Sa longue peine de prison reflétait la crainte du gouvernement de l’islam réformiste et du langage de la résistance pacifique. Tandis que les centres de réhabilitation cinq étoiles pour les combattants extrémistes, que le régime a popularisés comme fleuron de ses efforts dans la lutte antiterroriste, servaient la propagande officielle, des réformateurs pacifiques étaient incarcérés dans la tristement célèbre prison d’al-Hayer.

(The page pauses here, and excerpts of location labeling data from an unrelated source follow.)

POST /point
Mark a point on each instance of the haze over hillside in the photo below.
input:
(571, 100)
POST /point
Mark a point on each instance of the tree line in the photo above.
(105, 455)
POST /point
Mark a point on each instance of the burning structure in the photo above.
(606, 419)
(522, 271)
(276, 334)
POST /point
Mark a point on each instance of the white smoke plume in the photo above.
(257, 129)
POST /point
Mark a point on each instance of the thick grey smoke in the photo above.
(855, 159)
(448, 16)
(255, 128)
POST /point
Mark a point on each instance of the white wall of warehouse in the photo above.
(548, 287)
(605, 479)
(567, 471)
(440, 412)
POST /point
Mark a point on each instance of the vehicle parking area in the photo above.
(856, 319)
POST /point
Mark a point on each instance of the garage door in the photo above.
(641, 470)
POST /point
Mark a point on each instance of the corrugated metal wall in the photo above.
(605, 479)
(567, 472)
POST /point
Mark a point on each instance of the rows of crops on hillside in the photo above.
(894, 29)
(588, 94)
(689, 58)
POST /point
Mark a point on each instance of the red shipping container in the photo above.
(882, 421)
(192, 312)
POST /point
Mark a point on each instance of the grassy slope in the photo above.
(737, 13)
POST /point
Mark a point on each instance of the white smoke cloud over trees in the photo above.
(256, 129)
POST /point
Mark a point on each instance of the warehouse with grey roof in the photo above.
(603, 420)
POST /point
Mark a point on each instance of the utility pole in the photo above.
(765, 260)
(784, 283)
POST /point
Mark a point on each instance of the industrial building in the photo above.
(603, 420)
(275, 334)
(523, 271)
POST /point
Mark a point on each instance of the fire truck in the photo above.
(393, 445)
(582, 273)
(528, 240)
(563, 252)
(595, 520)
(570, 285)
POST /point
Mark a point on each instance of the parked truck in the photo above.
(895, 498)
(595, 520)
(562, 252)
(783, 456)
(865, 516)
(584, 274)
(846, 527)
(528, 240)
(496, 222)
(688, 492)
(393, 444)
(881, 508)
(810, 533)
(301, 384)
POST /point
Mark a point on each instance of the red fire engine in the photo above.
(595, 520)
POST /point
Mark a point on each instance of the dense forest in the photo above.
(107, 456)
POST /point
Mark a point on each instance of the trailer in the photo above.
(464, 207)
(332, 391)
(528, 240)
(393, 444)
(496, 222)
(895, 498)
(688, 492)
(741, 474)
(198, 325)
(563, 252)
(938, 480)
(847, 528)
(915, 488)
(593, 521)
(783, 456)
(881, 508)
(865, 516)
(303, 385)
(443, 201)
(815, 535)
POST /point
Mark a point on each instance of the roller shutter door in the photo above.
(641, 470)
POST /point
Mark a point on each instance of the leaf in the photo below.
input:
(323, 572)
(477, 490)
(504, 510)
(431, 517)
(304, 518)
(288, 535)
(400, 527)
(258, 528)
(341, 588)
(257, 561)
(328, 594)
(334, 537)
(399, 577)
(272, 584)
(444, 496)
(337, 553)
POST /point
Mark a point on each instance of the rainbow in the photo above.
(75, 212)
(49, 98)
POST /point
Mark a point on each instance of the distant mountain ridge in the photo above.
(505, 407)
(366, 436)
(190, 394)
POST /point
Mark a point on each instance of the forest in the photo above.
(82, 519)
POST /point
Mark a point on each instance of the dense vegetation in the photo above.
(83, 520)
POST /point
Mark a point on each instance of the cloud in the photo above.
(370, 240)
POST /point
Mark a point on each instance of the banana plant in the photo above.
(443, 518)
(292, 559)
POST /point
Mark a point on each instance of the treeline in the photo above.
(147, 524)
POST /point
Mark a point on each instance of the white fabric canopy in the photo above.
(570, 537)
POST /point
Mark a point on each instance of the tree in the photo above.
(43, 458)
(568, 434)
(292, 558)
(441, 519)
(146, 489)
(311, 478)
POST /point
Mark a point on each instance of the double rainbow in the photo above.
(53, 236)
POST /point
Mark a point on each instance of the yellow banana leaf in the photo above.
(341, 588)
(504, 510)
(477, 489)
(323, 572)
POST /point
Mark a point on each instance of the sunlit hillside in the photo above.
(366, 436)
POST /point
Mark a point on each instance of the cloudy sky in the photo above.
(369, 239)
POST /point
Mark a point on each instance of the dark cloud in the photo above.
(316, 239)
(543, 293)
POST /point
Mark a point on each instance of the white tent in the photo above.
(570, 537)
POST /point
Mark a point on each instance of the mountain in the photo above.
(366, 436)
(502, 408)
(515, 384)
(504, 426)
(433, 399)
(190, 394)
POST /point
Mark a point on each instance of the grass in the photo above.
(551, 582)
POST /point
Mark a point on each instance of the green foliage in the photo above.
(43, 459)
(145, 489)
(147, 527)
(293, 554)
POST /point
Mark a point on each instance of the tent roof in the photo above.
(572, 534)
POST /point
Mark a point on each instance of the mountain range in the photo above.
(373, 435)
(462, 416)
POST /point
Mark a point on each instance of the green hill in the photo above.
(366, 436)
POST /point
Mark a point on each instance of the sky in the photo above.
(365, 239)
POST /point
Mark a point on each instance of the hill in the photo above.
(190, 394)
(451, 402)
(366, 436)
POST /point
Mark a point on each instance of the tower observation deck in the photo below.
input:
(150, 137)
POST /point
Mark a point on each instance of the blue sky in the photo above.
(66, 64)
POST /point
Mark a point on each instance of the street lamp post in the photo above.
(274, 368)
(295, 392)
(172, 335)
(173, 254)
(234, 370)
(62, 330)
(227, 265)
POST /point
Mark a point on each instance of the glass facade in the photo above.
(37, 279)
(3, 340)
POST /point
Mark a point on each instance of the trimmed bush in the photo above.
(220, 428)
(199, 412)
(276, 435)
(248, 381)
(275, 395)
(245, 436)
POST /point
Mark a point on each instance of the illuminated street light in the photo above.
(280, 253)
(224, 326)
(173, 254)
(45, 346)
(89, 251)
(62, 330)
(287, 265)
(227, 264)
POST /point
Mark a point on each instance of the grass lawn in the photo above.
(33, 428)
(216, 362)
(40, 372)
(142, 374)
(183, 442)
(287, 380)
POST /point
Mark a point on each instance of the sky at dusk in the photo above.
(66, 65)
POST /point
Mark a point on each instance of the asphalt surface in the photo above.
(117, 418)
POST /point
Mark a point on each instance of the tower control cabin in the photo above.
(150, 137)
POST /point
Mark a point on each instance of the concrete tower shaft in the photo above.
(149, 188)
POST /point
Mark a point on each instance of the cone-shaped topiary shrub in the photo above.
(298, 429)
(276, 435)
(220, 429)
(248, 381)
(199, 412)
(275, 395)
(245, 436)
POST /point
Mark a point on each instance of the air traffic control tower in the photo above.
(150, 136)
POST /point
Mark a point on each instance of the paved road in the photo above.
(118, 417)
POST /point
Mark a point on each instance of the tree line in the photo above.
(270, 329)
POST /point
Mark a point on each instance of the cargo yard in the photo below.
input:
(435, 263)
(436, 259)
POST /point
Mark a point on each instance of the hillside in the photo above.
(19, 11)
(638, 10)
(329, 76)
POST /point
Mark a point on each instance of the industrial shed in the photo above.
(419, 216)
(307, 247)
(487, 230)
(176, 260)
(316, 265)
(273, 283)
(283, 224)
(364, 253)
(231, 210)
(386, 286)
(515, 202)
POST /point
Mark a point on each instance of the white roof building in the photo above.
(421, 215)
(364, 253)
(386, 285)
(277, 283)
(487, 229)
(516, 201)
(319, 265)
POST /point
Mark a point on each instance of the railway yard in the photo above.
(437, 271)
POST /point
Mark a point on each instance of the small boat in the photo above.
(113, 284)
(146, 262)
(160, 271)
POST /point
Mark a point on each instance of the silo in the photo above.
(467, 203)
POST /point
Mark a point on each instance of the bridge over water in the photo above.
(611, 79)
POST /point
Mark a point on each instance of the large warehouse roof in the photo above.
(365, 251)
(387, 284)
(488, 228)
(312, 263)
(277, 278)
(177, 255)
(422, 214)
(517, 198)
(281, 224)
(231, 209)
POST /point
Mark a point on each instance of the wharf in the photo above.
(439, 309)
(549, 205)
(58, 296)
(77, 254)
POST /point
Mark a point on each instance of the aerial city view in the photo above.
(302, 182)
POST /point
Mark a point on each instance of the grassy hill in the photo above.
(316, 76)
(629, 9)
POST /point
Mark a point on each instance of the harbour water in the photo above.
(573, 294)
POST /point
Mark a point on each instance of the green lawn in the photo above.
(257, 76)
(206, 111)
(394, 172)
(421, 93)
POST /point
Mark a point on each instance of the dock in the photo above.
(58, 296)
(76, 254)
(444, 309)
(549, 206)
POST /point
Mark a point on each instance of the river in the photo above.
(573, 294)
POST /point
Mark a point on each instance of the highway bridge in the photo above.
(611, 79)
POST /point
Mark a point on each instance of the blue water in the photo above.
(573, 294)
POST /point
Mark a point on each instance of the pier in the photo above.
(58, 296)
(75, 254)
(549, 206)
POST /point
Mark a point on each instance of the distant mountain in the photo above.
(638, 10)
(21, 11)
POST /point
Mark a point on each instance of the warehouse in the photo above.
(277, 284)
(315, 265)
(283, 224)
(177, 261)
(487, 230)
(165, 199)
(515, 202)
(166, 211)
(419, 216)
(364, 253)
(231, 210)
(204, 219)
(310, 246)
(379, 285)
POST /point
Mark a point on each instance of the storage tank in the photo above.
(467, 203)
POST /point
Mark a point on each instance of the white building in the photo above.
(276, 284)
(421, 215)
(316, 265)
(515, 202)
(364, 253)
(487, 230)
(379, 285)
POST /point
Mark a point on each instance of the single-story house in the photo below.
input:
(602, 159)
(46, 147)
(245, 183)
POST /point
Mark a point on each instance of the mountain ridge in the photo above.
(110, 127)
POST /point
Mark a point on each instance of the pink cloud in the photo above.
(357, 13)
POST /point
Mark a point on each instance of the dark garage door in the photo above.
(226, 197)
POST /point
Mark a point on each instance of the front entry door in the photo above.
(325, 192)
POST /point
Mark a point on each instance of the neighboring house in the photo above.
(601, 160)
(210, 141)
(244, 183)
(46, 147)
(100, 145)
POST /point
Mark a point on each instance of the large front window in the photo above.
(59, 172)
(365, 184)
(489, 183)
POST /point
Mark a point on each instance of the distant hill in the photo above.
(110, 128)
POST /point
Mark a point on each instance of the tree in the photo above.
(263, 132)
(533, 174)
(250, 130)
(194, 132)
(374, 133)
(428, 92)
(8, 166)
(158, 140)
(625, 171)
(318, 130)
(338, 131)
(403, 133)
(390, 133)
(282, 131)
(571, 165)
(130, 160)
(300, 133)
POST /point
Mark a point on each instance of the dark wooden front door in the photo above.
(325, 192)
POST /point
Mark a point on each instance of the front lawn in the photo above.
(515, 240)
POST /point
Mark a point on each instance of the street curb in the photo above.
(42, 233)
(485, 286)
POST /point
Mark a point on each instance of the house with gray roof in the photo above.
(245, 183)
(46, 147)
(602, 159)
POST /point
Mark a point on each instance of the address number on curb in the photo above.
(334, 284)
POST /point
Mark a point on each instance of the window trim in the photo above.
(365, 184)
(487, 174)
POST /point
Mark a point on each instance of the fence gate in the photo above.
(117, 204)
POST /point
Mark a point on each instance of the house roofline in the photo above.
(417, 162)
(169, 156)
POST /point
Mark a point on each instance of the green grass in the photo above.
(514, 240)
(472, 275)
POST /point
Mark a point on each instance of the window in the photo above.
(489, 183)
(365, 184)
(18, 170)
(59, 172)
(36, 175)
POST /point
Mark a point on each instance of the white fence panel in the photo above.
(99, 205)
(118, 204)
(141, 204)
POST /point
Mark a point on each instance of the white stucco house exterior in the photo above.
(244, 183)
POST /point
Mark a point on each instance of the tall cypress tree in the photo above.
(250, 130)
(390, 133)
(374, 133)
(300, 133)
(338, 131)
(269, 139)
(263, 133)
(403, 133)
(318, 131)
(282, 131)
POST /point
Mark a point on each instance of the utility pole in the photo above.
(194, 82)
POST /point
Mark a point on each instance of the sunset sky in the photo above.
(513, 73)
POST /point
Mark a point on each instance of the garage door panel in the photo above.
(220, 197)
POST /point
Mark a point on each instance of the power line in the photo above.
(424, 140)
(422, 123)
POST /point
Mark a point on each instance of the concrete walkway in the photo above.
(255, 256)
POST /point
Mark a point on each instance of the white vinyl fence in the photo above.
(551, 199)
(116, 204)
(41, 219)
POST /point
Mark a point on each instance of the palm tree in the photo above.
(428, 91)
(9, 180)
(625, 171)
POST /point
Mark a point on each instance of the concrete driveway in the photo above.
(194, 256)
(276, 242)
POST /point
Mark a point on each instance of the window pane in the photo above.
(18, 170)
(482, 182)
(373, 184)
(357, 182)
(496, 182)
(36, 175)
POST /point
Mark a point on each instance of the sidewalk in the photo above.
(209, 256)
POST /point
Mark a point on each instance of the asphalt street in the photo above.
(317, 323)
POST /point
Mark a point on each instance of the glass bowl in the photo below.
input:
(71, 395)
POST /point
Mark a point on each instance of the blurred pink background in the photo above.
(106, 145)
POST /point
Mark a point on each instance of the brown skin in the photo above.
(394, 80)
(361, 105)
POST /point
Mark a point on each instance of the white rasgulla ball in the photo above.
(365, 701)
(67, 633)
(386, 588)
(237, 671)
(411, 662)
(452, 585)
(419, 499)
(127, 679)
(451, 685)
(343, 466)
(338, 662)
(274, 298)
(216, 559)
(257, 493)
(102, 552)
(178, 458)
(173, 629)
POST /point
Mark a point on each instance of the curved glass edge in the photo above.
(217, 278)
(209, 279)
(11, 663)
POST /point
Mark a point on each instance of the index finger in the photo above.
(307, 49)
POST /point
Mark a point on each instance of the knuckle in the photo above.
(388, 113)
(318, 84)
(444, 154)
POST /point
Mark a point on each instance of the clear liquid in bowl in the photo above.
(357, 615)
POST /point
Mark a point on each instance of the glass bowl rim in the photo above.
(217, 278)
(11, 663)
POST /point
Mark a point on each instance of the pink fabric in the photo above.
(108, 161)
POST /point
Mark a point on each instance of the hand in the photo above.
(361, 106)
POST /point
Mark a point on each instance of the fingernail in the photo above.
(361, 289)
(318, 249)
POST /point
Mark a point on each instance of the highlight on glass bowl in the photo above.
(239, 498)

Abdallah al-Hamid tentait de briser les lignes établies entre les groupes idéologiques qui s’étaient rejetés dans le passé (islamistes et libéraux, par exemple). Il rejetait également le clivage sectaire entre sunnites et chiites et s’efforçait de défendre tous les prisonniers d’opinion, en plus des immigrants en Arabie saoudite.
Il rejetait l’inégalité entre les sexes et considérait les femmes comme des citoyennes égales, bien avant que le gouvernement n’approuve officiellement les droits des femmes. Il croyait fermement aux droits pour tous et était un véritable héros national.
Le voyage vers une société juste, un gouvernement transparent et une représentation politique en Arabie saoudite se poursuivra même après sa mort. On se souviendra de lui comme d’un réformateur courageux, déterminé et obstiné.
Alors que beaucoup de ses collègues sont toujours en prison, y compris l’économiste Mohammed al-Qahtani, l’avocat Waleed Abu al-Khair et bien d’autres, la peine de prison dure et cruelle et sa mort rappellent jusqu’où le gouvernement saoudien peut aller pour faire taire les réformateurs pacifiques, en particulier ceux qui suivent la voie difficile et dangereuse d’Abdallah al-Hamid.
Traduit de l’anglais (original).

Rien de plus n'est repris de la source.